Distractions, disputations, and demons
The worldwide web of thoughts: garbage in, garbage out
For most of us, our notion of the “demonic” is derived from popular culture. Ever since Linda Blair spun her head 190 degrees and emitted pea soup in the film version of The Exorcist in 1973, outdoing Hammer in the gross-out pop-demonism department, there has been a seemingly endless stream of serious and not-so-serious (e.g., Ghostbusters) depictions of demons and demon-possession, influencing how we picture the devilish and the spiritually malign. These popular representations get their inspiration in turn from partially digested mythological, multicultural, and medieval sources; more deeply still, they draw on humanity’s collective imagination, which predates recorded history. Demons are, quite simply, our vision of evil personified; more to the point, the popular narrative most of us have imbibed is that they are oppressive powers that threaten or seduce us, malicious entities that can take over our minds and wills, creeping into our helpless psyches, filling our heads with the ugliest fantasies, and driving us to commit atrocious acts. Against them, we can muster no effective resistance. Rituals of exorcism (in these scenarios) are the last resort against such terrifying forces… Well, that’s the popular conception, at any rate. So, it may come as a bit of a surprise to some of us to learn that the earliest representatives of the Christian contemplative tradition – the desert monastics – harbored no such paralyzing dread of demons.

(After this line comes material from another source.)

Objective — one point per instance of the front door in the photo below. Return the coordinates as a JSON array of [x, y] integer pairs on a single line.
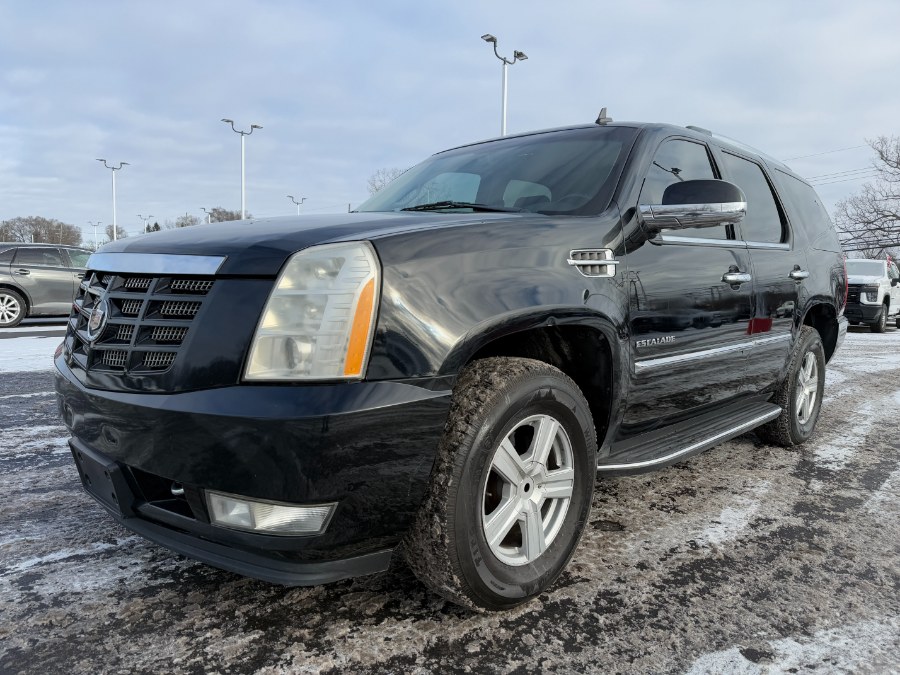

They regarded “them” more as unruly personified thoughts than as unstoppable titanic powers; more as besetting (albeit, sometimes frightening) nuisances, requiring of the disciple a process of inner purgation, than as entities instilling profound, mind-numbing horror. What “demons” represented to them were not insuperable infernal powers, but insidious distractions from attentiveness to “the one thing necessary” (see Luke 10:42). And although the early monastics didn’t doubt the actual existence of evil spirits, at a rudimentary level theirs was also a keen psychological insight: thoughts do not simply emerge from our own minds but impact us from the outside as well.